米紙ニューヨーク・タイムズが、米トランプ大統領の“脱税疑惑”をスクープした。2016年に払った所得税は750ドル(約8万円)だったという。不動産王のトランプ氏がなぜ少額で済むのか。『国家・企業・通貨――グローバリズムの不都合な未来』(新潮選書)を出した早稲田大学教授の岩村充氏は「グローバル化の恩恵を受けた高所得層や企業経営者たちにはさまざまな節税策がある。そのしわ寄せは中間層に集中している」という――。
※本稿は、岩村充『国家・企業・通貨――グローバリズムの不都合な未来』(新潮選書)の一部を再編集したものです。
深刻化する富裕層の「税金逃れ」
ニューヨーク・タイムズ紙が、トランプ大統領の脱税疑惑をスクープし、全米で大きな反響を呼んでいます。
同紙報道によれば、トランプ氏は大統領就任前の18年のうち11年間も所得税を納めず、2016年、17年の納税がわずか760ドル(8万円弱)でした。大統領は緊急会見で「フェイクニュース」と反論しましたが、この疑惑が11月の大統領選に重大な影響を与えるのは必至の情勢です。
いま世界中で、富裕層の「税金逃れ」が大きな問題になっています。
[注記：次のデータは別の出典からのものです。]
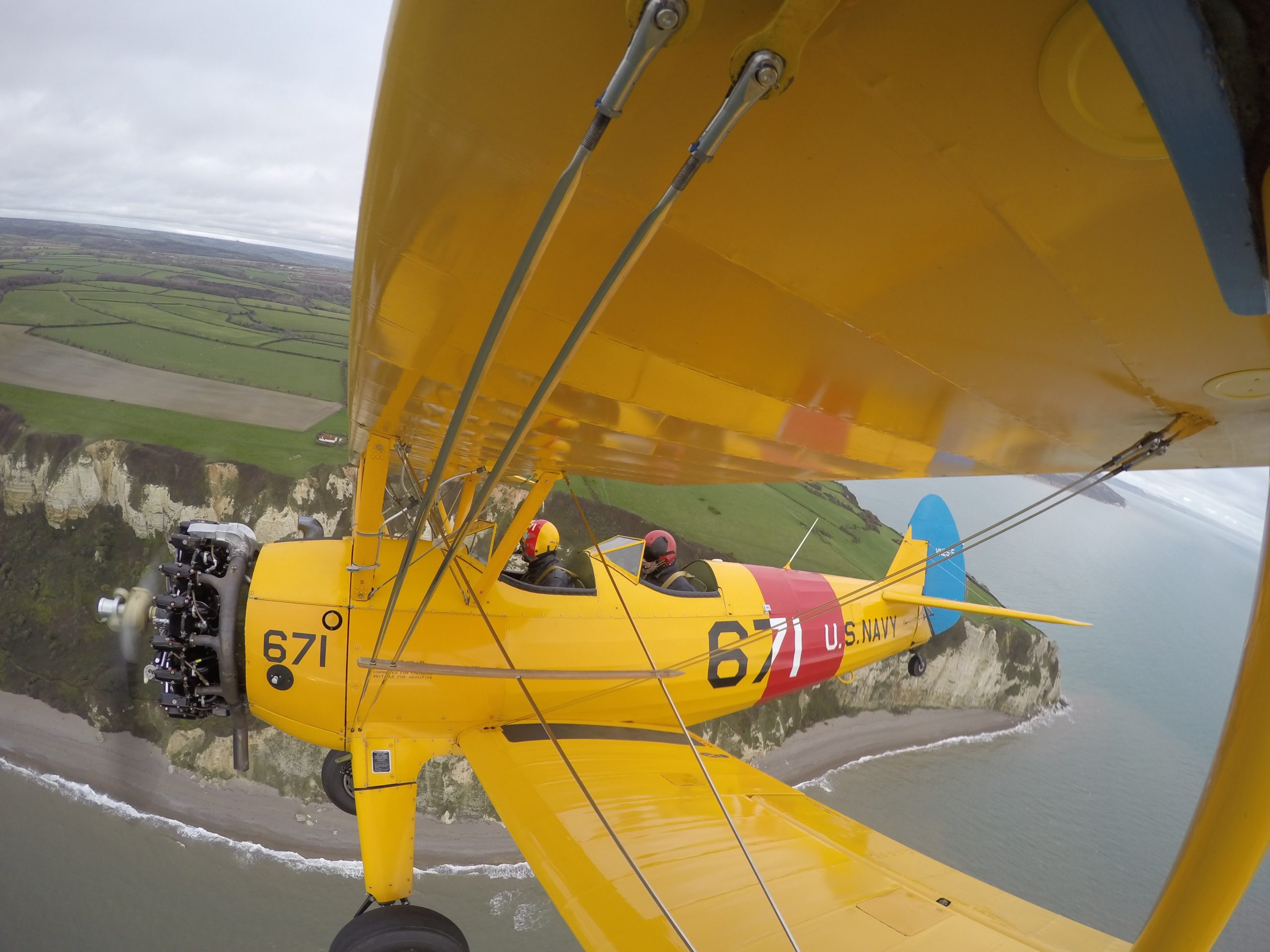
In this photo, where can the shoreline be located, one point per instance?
(136, 774)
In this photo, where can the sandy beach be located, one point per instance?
(134, 771)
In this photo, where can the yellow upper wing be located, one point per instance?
(837, 884)
(902, 266)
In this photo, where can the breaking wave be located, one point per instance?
(246, 849)
(1042, 719)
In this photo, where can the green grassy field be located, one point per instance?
(205, 316)
(46, 309)
(168, 351)
(278, 451)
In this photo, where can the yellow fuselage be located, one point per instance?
(302, 616)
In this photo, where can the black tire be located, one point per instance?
(400, 930)
(337, 781)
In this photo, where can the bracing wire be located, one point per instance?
(679, 720)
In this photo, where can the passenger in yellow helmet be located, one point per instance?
(539, 545)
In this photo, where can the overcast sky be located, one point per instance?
(1235, 499)
(250, 121)
(239, 119)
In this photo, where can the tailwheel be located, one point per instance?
(400, 928)
(337, 781)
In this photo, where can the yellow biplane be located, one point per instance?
(916, 239)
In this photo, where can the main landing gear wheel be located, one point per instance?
(400, 930)
(337, 781)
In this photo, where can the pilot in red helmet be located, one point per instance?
(659, 569)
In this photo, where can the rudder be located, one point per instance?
(933, 524)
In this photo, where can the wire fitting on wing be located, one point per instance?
(761, 75)
(1155, 443)
(657, 24)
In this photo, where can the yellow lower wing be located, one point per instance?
(838, 884)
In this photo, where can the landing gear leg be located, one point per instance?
(399, 927)
(337, 781)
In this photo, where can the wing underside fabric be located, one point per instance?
(838, 884)
(903, 266)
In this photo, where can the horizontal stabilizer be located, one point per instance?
(996, 611)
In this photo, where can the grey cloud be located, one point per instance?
(232, 119)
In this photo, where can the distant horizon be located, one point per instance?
(173, 229)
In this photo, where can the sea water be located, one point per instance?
(1081, 810)
(1082, 813)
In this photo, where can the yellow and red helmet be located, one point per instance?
(541, 537)
(659, 550)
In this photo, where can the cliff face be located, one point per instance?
(155, 488)
(79, 516)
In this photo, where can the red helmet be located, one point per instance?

そして、そのしわ寄せとして税負担が中間層に集中し、国家の運営自体が危うくなっているのです。
法人税引き下げ競争
現代のグローバリズムの特色は、モノが国境を越えて行き来するだけでなく、企業や資本も国境を越えて自由に行き来するところにあります。そして、グローバル化の進展は、企業と国家との力関係を根底から変えることにつながりました。
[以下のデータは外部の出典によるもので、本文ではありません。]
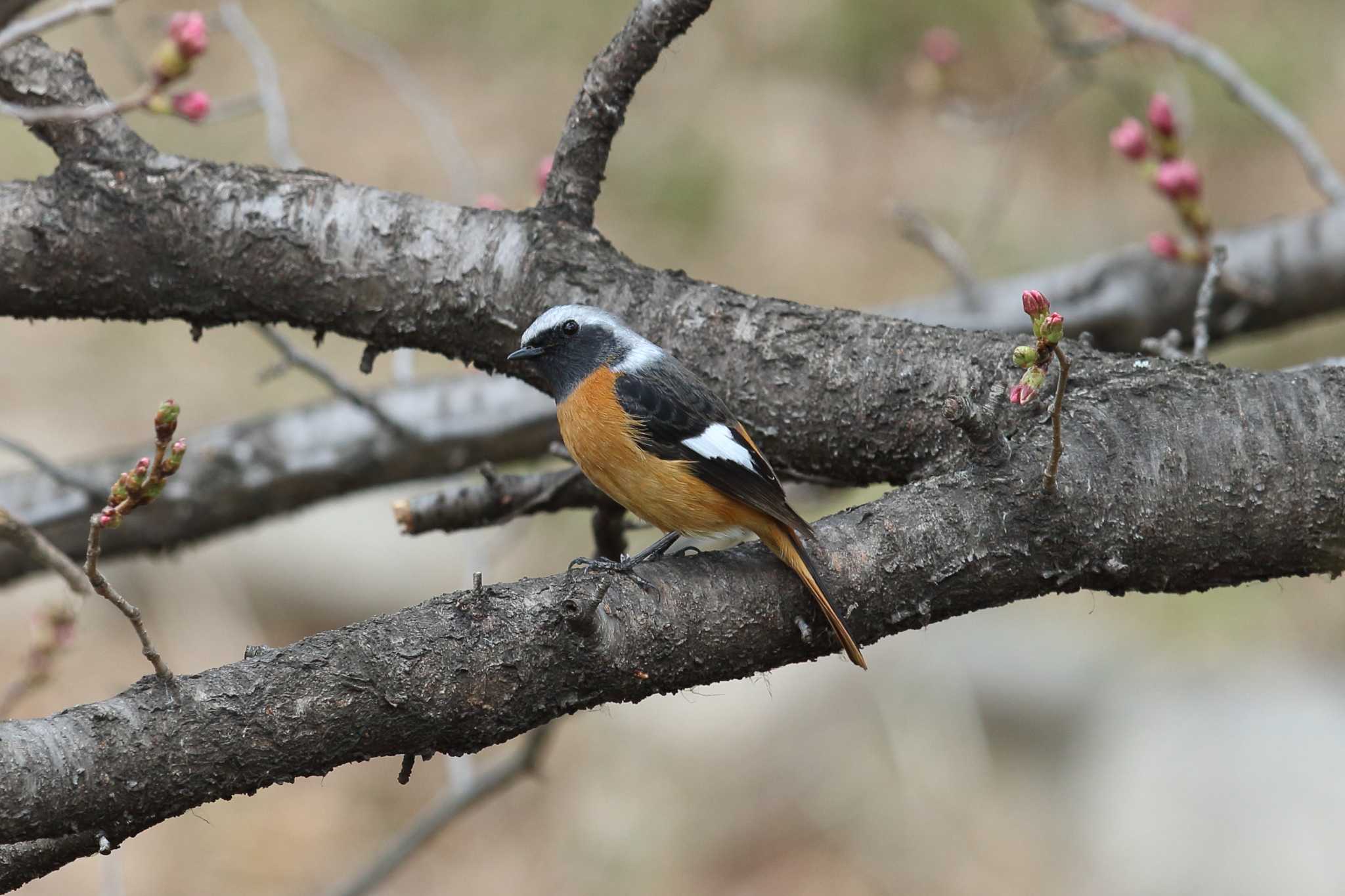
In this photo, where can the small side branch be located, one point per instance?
(294, 358)
(599, 110)
(498, 499)
(1048, 480)
(444, 811)
(920, 232)
(1241, 85)
(1206, 297)
(104, 589)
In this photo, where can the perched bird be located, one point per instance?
(650, 435)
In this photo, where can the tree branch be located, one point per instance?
(599, 109)
(498, 499)
(268, 465)
(1183, 477)
(1239, 83)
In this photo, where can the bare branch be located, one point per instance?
(268, 82)
(1206, 297)
(496, 500)
(54, 472)
(444, 811)
(921, 232)
(1239, 83)
(599, 109)
(104, 589)
(430, 110)
(37, 24)
(294, 358)
(276, 464)
(470, 670)
(1057, 446)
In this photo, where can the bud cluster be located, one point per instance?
(186, 39)
(146, 481)
(1158, 154)
(1049, 328)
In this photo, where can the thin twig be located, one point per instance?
(413, 93)
(1206, 297)
(102, 587)
(37, 24)
(445, 809)
(268, 82)
(1048, 481)
(125, 51)
(1238, 82)
(599, 110)
(54, 472)
(41, 654)
(318, 371)
(921, 232)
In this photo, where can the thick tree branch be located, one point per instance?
(35, 77)
(269, 465)
(1183, 477)
(599, 109)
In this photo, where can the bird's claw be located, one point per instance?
(602, 565)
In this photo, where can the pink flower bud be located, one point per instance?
(1053, 328)
(188, 32)
(192, 105)
(940, 46)
(1179, 178)
(1129, 140)
(1164, 246)
(1033, 303)
(1161, 114)
(544, 172)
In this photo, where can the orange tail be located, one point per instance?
(785, 543)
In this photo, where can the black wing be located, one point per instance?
(678, 418)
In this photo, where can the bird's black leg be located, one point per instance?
(627, 565)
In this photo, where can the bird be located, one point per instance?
(657, 440)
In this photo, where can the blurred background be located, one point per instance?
(1082, 743)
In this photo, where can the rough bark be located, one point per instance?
(1178, 477)
(276, 464)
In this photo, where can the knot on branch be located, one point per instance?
(981, 425)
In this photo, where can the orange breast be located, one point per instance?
(666, 494)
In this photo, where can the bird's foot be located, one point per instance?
(626, 566)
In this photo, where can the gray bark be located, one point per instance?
(277, 464)
(1178, 477)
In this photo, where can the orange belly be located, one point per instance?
(666, 494)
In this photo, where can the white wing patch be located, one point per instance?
(717, 442)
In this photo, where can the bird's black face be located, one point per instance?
(565, 351)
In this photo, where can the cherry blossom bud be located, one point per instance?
(1179, 178)
(1161, 114)
(1033, 303)
(1053, 328)
(544, 172)
(169, 64)
(187, 32)
(1129, 139)
(192, 105)
(1164, 246)
(940, 46)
かつては、国家と企業の力関係は、国家が常に優位にあり、企業や富裕層は国家による監視と保護の対象でした。しかし、企業や富裕層が自身の活動地を自由に選べるようになると事情は変わります。国家たちは、多くの企業や富裕層を自国に呼び込もうと法制を工夫し、税率を引き下げる競争、いわゆる「底辺への競争」を始めざるを得なくなったのです。